Orienting from the situated body, place and perspective of the artist-researcher, this paper will consider how oceanic, diasporic, collaborative and anti-racist artistic praxis can frame new ways of sensing and becoming beyond colonial, canonical and capitalist space-time.

Biographies
Dr Michelle Antoinette, Monash University
Dr Michelle Antoinette is a Senior Lecturer and Researcher in Art History and Theory at Monash University. Her research focuses on modern and contemporary Asian art histories, especially of Southeast Asia. Her significant publications include Reworlding Art History: Encounters with Contemporary Southeast Asian Art after 1990 and with Caroline Turner, Contemporary Asian Art and Exhibitions: Connectivities and World-making. The recipient of two prestigious Australian Research Council Fellowships, in 2020 she coedited a special issue of World Art with Francis Maravillas on ‘Contemporary Art Worlds and Art Publics in Southeast Asia’ connected to her project ‘Asian Art Publics’ (DE170100455).
Chloe Ho, University of Melbourne
Chloe Ho is a doctoral candidate in Art History at the University of Melbourne. Her interest is in twentieth and twenty-first century Singapore art, specifically in relation to performance and installation art and art historiography. She investigates the place of performance in the transmission of art and the art historical in the Singapore context, looking at artistic works, social phenomena and its relation to society. Her current research project attempts to account for the transmission of art critical and art historical knowledge in the Singapore context outside Western structures of knowledge with a special focus on the late 1980s to the present.
Cindy Huang
Cindy Huang is Aotearoa based contemporary artist and recent graduate of Master of Heritage Conservation. She is a second generation Chinese New Zealander and has graduated from Elam School of Fine Arts with Bachelor of Fine Arts with Honours, Bachelor Arts and Master of Heritage Conservation from The University of Auckland.
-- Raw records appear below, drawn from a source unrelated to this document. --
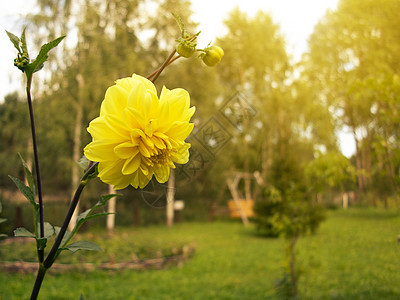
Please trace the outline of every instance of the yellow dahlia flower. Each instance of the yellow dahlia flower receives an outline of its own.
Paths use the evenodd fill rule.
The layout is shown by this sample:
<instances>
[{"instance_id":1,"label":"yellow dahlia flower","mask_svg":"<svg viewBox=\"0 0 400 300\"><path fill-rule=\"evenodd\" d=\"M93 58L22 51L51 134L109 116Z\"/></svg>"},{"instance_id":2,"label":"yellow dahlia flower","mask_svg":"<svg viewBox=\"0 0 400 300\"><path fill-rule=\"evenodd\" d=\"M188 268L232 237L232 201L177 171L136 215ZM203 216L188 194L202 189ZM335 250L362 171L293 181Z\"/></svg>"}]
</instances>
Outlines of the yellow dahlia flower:
<instances>
[{"instance_id":1,"label":"yellow dahlia flower","mask_svg":"<svg viewBox=\"0 0 400 300\"><path fill-rule=\"evenodd\" d=\"M184 89L163 87L158 98L154 84L144 77L119 79L107 89L100 116L89 124L93 141L85 156L99 162L100 179L114 189L144 188L153 175L164 183L174 163L189 160L185 139L193 130L189 120L195 111L189 106Z\"/></svg>"}]
</instances>

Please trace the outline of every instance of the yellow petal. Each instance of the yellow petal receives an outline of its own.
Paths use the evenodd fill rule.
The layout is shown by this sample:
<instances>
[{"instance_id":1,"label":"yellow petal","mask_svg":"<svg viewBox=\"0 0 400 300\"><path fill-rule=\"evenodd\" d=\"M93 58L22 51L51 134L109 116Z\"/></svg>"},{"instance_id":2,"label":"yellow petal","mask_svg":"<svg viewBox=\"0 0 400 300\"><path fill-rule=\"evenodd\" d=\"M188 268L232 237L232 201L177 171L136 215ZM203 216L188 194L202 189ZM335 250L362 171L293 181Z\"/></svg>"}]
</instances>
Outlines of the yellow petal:
<instances>
[{"instance_id":1,"label":"yellow petal","mask_svg":"<svg viewBox=\"0 0 400 300\"><path fill-rule=\"evenodd\" d=\"M125 124L131 129L138 128L144 130L147 124L147 120L143 115L133 107L127 107L124 109L123 119Z\"/></svg>"},{"instance_id":2,"label":"yellow petal","mask_svg":"<svg viewBox=\"0 0 400 300\"><path fill-rule=\"evenodd\" d=\"M99 177L107 184L114 185L115 190L126 188L132 181L133 175L125 176L121 173L124 160L99 163Z\"/></svg>"},{"instance_id":3,"label":"yellow petal","mask_svg":"<svg viewBox=\"0 0 400 300\"><path fill-rule=\"evenodd\" d=\"M172 160L178 164L186 164L189 161L190 146L189 143L185 143L176 153L171 155Z\"/></svg>"},{"instance_id":4,"label":"yellow petal","mask_svg":"<svg viewBox=\"0 0 400 300\"><path fill-rule=\"evenodd\" d=\"M127 159L122 167L122 174L129 175L136 172L141 163L140 155L135 155Z\"/></svg>"},{"instance_id":5,"label":"yellow petal","mask_svg":"<svg viewBox=\"0 0 400 300\"><path fill-rule=\"evenodd\" d=\"M139 187L142 189L149 183L151 177L149 179L142 172L138 172L138 175L139 175Z\"/></svg>"},{"instance_id":6,"label":"yellow petal","mask_svg":"<svg viewBox=\"0 0 400 300\"><path fill-rule=\"evenodd\" d=\"M143 104L145 102L145 97L147 94L147 89L140 81L135 81L133 88L129 92L127 107L134 108L143 114Z\"/></svg>"},{"instance_id":7,"label":"yellow petal","mask_svg":"<svg viewBox=\"0 0 400 300\"><path fill-rule=\"evenodd\" d=\"M127 100L128 93L124 88L118 85L109 87L101 104L100 116L112 114L120 117L122 110L126 107Z\"/></svg>"},{"instance_id":8,"label":"yellow petal","mask_svg":"<svg viewBox=\"0 0 400 300\"><path fill-rule=\"evenodd\" d=\"M166 182L169 178L169 167L165 165L154 167L154 176L159 183Z\"/></svg>"},{"instance_id":9,"label":"yellow petal","mask_svg":"<svg viewBox=\"0 0 400 300\"><path fill-rule=\"evenodd\" d=\"M139 143L139 151L140 151L140 154L142 154L144 157L151 156L149 150L147 149L146 145L143 142Z\"/></svg>"},{"instance_id":10,"label":"yellow petal","mask_svg":"<svg viewBox=\"0 0 400 300\"><path fill-rule=\"evenodd\" d=\"M165 144L162 142L162 140L160 138L154 136L154 137L152 137L151 140L153 141L154 146L156 146L158 149L162 150L162 149L166 148Z\"/></svg>"},{"instance_id":11,"label":"yellow petal","mask_svg":"<svg viewBox=\"0 0 400 300\"><path fill-rule=\"evenodd\" d=\"M137 139L139 137L146 138L146 135L140 129L132 129L131 130L131 139L135 140L135 139Z\"/></svg>"},{"instance_id":12,"label":"yellow petal","mask_svg":"<svg viewBox=\"0 0 400 300\"><path fill-rule=\"evenodd\" d=\"M135 80L133 80L132 77L127 77L127 78L118 79L118 80L115 81L115 83L118 86L120 86L123 89L125 89L129 94L130 90L132 89L132 87L133 87L133 85L135 83Z\"/></svg>"},{"instance_id":13,"label":"yellow petal","mask_svg":"<svg viewBox=\"0 0 400 300\"><path fill-rule=\"evenodd\" d=\"M160 95L160 104L169 104L169 109L172 115L169 116L169 121L183 121L187 115L187 111L190 105L190 95L184 89L163 89Z\"/></svg>"},{"instance_id":14,"label":"yellow petal","mask_svg":"<svg viewBox=\"0 0 400 300\"><path fill-rule=\"evenodd\" d=\"M185 140L188 135L192 132L194 127L193 123L188 122L174 122L170 129L166 132L166 135L174 138L175 140Z\"/></svg>"},{"instance_id":15,"label":"yellow petal","mask_svg":"<svg viewBox=\"0 0 400 300\"><path fill-rule=\"evenodd\" d=\"M115 161L118 157L114 148L118 145L113 140L96 140L89 143L84 149L85 156L91 161Z\"/></svg>"},{"instance_id":16,"label":"yellow petal","mask_svg":"<svg viewBox=\"0 0 400 300\"><path fill-rule=\"evenodd\" d=\"M137 146L132 142L122 143L114 148L114 152L119 158L129 159L139 153Z\"/></svg>"},{"instance_id":17,"label":"yellow petal","mask_svg":"<svg viewBox=\"0 0 400 300\"><path fill-rule=\"evenodd\" d=\"M149 137L153 136L153 126L151 125L151 123L147 123L144 128L144 133Z\"/></svg>"},{"instance_id":18,"label":"yellow petal","mask_svg":"<svg viewBox=\"0 0 400 300\"><path fill-rule=\"evenodd\" d=\"M133 80L140 81L146 87L147 90L157 95L157 89L154 83L152 83L150 80L136 74L133 74L132 78Z\"/></svg>"},{"instance_id":19,"label":"yellow petal","mask_svg":"<svg viewBox=\"0 0 400 300\"><path fill-rule=\"evenodd\" d=\"M151 177L148 178L142 172L135 172L133 175L134 176L133 176L132 181L131 181L130 184L136 189L137 188L141 188L141 189L144 188L149 183L149 181L151 179Z\"/></svg>"},{"instance_id":20,"label":"yellow petal","mask_svg":"<svg viewBox=\"0 0 400 300\"><path fill-rule=\"evenodd\" d=\"M118 135L124 137L126 140L130 140L130 128L125 125L122 118L117 118L115 115L104 115L104 121Z\"/></svg>"},{"instance_id":21,"label":"yellow petal","mask_svg":"<svg viewBox=\"0 0 400 300\"><path fill-rule=\"evenodd\" d=\"M104 116L98 117L89 123L89 127L87 131L92 136L93 140L98 139L108 139L115 140L116 143L123 142L126 140L126 136L124 133L119 132L118 130L114 130L114 128L110 128Z\"/></svg>"},{"instance_id":22,"label":"yellow petal","mask_svg":"<svg viewBox=\"0 0 400 300\"><path fill-rule=\"evenodd\" d=\"M189 122L190 118L193 116L195 111L196 111L196 107L195 106L192 106L191 108L189 108L189 110L188 110L188 112L186 114L186 117L184 118L183 121Z\"/></svg>"}]
</instances>

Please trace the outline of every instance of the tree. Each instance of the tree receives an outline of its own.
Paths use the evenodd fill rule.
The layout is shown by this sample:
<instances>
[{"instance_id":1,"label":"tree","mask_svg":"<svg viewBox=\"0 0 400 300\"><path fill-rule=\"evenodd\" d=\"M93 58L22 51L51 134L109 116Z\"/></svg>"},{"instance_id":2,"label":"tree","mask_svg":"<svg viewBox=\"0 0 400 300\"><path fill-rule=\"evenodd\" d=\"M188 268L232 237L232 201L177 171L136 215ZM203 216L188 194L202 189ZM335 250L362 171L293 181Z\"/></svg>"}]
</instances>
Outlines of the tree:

Recent artistic projects include the temporary public installation Twin Cultivation which invited pairs of strangers to harvest a ceramic vegetable to gift to each other from a miniature garden at Panmure Train Station and Britomart (Auckland) and A Footnote on New Zealand History at Corban Estate.
Eugenia Lim, University of Melbourne
Eugenia Lim is an Australian artist of Chinese-Singaporean descent who works across body, lens, social and spatial practice to explore how national identities, migration and capital cut, divide and bond our interdependent world. An ongoing strand of practice considers work, collectivity, technology and ethics – and art and capital as strange bedfellows. Often a performer within her own works, Lim invents personas to explore the tensions of the individual within society – the alienation and belonging in a globalised world. Based on unceded lands in the Kulin Nation, Lim has exhibited, screened or performed at the Tate Modern, LOOP Barcelona, FIVA (Buenos Aires), Recontemporary (Turin), Kassel Dokfest, Museum of Contemporary Art (Syd), ACCA, Next Wave, ACMI, FACT Liverpool, EXiS (Seoul) and Kunsthal Charlottenborg (DK). She has been artist-inresidence with the Experimental Television Centre (NY), Bundanon Trust, 4A Beijing Studio, Gertrude Contemporary, and she co-founded CHANNELS Festival. Lim is the winner of Charlottenborg Spring’s 2022 Deep Forest Art Land Award and is a PhD candidate at the University of Melbourne.